ST PAUL, Minn. — A new report from the Minnesota Nurses Association (MNA) shares why more than 2,400 nurses left bedside positions within the past year and did not take a new position in an MNA-represented hospital.
The report — titled "Why We Left: 2023 Nursing Workforce Report" — consists of survey responses from nearly 500 nurses who left.
The survey found that chronic under-staffing was the No. 1 issue driving nurses away from bedside care, with hospital management and "burnout" as other factors.
Just 1% of the nurses who responded to the survey considered the COVID-19 pandemic as a top issue driving them away from the job.
One nurse shared her reason for leaving the bedside, writing: “There's not enough time and resources to care for patients the way they deserve to be cared for… This causes severe moral injury. I'm not burnt out, I'm morally injured. I loved caring for patients. I would come back to the bedside if the conditions and compensation were safe for all.”
Another nurse wrote that they witnessed turnover like they'd never seen in their whole career as a nurse. The nurse said, "In one year’s time I was at the halfway point on the seniority list. I gave [the hospital] one year, a year I will never get back.”
Highlights of MNA's new report include:
- In nearly 90% of cases where nurses filed a concern over the impact of short staffing on patient care, the nurses reported no response or inadequate action from hospital management.
- Over 75% of MNA members indicated their desire to stay at the bedside for the near future; of nurses who left the bedside last year, improved staffing is the number one change needed to bring them back to hospital bedside care, cited by 63% of nurse respondents.
Last month, Minnesota nurses and legislators introduced the Keeping Nurses at the Bedside Act.
The bill would establish two committees at Minnesota hospitals to set "safe staffing levels," limit the number of patients one nurse would safely care for and resolve concerns raised in anonymously submitted staffing forms.

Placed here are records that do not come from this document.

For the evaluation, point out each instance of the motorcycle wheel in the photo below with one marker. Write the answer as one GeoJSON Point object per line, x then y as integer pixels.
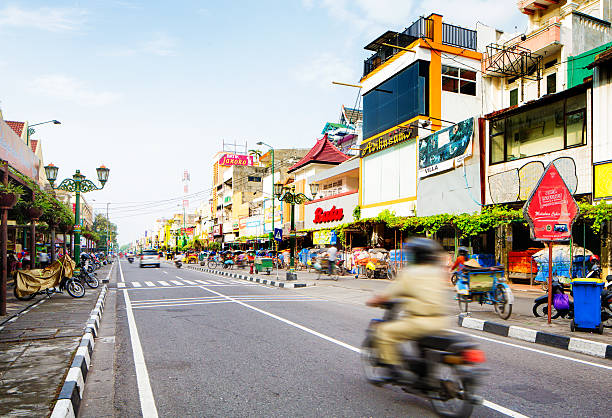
{"type": "Point", "coordinates": [370, 362]}
{"type": "Point", "coordinates": [541, 309]}
{"type": "Point", "coordinates": [92, 281]}
{"type": "Point", "coordinates": [504, 307]}
{"type": "Point", "coordinates": [75, 289]}
{"type": "Point", "coordinates": [27, 297]}
{"type": "Point", "coordinates": [451, 385]}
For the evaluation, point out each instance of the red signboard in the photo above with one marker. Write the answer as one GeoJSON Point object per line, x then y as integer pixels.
{"type": "Point", "coordinates": [331, 215]}
{"type": "Point", "coordinates": [236, 159]}
{"type": "Point", "coordinates": [551, 210]}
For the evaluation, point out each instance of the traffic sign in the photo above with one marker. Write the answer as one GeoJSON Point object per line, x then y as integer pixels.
{"type": "Point", "coordinates": [551, 210]}
{"type": "Point", "coordinates": [278, 234]}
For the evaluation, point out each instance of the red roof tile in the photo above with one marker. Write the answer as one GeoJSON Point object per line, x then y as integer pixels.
{"type": "Point", "coordinates": [16, 126]}
{"type": "Point", "coordinates": [323, 152]}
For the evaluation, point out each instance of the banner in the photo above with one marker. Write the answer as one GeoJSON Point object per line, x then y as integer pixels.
{"type": "Point", "coordinates": [445, 149]}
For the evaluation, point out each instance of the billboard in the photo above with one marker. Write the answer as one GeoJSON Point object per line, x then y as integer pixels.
{"type": "Point", "coordinates": [445, 149]}
{"type": "Point", "coordinates": [228, 160]}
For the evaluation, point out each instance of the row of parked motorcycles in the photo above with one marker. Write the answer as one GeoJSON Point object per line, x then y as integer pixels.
{"type": "Point", "coordinates": [562, 307]}
{"type": "Point", "coordinates": [74, 283]}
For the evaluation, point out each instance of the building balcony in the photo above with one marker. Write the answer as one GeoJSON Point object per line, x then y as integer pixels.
{"type": "Point", "coordinates": [529, 7]}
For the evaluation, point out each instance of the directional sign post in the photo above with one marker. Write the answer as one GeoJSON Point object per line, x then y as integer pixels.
{"type": "Point", "coordinates": [551, 211]}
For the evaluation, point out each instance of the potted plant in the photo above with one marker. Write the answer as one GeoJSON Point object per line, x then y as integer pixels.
{"type": "Point", "coordinates": [9, 195]}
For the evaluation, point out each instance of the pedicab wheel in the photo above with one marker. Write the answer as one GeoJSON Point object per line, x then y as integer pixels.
{"type": "Point", "coordinates": [463, 303]}
{"type": "Point", "coordinates": [27, 297]}
{"type": "Point", "coordinates": [75, 289]}
{"type": "Point", "coordinates": [503, 308]}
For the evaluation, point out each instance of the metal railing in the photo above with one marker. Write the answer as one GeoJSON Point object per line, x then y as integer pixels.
{"type": "Point", "coordinates": [459, 37]}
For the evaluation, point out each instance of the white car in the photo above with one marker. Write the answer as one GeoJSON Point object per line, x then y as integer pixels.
{"type": "Point", "coordinates": [149, 258]}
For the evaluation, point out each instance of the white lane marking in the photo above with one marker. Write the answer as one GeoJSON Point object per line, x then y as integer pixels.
{"type": "Point", "coordinates": [503, 410]}
{"type": "Point", "coordinates": [535, 350]}
{"type": "Point", "coordinates": [147, 401]}
{"type": "Point", "coordinates": [488, 404]}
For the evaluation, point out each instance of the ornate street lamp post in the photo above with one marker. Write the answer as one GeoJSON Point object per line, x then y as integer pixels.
{"type": "Point", "coordinates": [288, 195]}
{"type": "Point", "coordinates": [77, 184]}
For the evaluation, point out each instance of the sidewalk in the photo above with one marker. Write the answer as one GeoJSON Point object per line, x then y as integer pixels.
{"type": "Point", "coordinates": [37, 346]}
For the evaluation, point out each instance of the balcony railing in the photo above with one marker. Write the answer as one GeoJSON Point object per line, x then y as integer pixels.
{"type": "Point", "coordinates": [422, 28]}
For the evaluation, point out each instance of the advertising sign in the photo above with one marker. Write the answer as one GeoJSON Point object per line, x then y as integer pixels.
{"type": "Point", "coordinates": [445, 149]}
{"type": "Point", "coordinates": [14, 150]}
{"type": "Point", "coordinates": [387, 140]}
{"type": "Point", "coordinates": [236, 159]}
{"type": "Point", "coordinates": [551, 210]}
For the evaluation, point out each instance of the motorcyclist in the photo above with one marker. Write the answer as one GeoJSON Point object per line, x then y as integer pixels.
{"type": "Point", "coordinates": [421, 286]}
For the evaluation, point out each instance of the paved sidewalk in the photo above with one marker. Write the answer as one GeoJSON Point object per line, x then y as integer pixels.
{"type": "Point", "coordinates": [36, 348]}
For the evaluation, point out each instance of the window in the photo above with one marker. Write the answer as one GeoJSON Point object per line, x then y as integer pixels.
{"type": "Point", "coordinates": [513, 97]}
{"type": "Point", "coordinates": [546, 128]}
{"type": "Point", "coordinates": [458, 80]}
{"type": "Point", "coordinates": [551, 83]}
{"type": "Point", "coordinates": [398, 99]}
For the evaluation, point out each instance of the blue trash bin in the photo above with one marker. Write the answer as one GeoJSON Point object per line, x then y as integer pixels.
{"type": "Point", "coordinates": [587, 304]}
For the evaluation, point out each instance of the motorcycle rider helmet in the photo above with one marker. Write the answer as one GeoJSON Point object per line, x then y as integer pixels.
{"type": "Point", "coordinates": [423, 250]}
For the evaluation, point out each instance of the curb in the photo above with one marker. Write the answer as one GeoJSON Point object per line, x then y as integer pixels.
{"type": "Point", "coordinates": [69, 399]}
{"type": "Point", "coordinates": [249, 278]}
{"type": "Point", "coordinates": [578, 345]}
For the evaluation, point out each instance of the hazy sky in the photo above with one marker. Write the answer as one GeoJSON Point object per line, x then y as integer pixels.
{"type": "Point", "coordinates": [151, 88]}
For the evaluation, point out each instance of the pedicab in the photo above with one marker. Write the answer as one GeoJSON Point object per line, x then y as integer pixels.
{"type": "Point", "coordinates": [263, 263]}
{"type": "Point", "coordinates": [484, 285]}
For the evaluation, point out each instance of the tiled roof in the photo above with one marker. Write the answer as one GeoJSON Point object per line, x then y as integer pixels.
{"type": "Point", "coordinates": [16, 126]}
{"type": "Point", "coordinates": [323, 152]}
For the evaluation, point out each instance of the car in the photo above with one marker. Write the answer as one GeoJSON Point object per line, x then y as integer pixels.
{"type": "Point", "coordinates": [149, 258]}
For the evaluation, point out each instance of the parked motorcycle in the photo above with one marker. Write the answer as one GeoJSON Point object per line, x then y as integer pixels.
{"type": "Point", "coordinates": [445, 368]}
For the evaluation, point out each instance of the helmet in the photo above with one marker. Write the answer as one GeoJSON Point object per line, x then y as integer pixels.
{"type": "Point", "coordinates": [423, 250]}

On Monday, the Minnesota Hospital Association (MHA) released a statement, claiming that if the legislature were to pass the introduced bill, it would have "drastic, negative impacts on patient care, access, and cost, reducing availability of hospital care across the state."
MHA claims proposed staffing mandates would reduce hospital capacity by 15%, threatening care for 70,000 Minnesotans per year.
"If implemented, these harmful mandates will reduce our ability to provide care, leading to potential unit closures, increased costs, longer wait times for patients, and the loss of vital health care services that communities rely on," Dr. Rahul Koranne, president and CEO of the MHA, said in a statement.
Becky Nelson, chair of MNA Governmental Affairs Commission, responded, "These things are already happening. The hospitals cannot turn around now and say that, 'Oh, we are concerned about beds' because they're already closing beds. That's the reality."
Even though these nurses cite a staffing crisis as a reason for their departure, MNA also mentioned in their new report that there's "no shortage of registered nurses in Minnesota."
In fact, the MNA's new report states the state currently has 122,000 registered nurses, the highest ever recorded and an increase of more than 12,000 since 2019.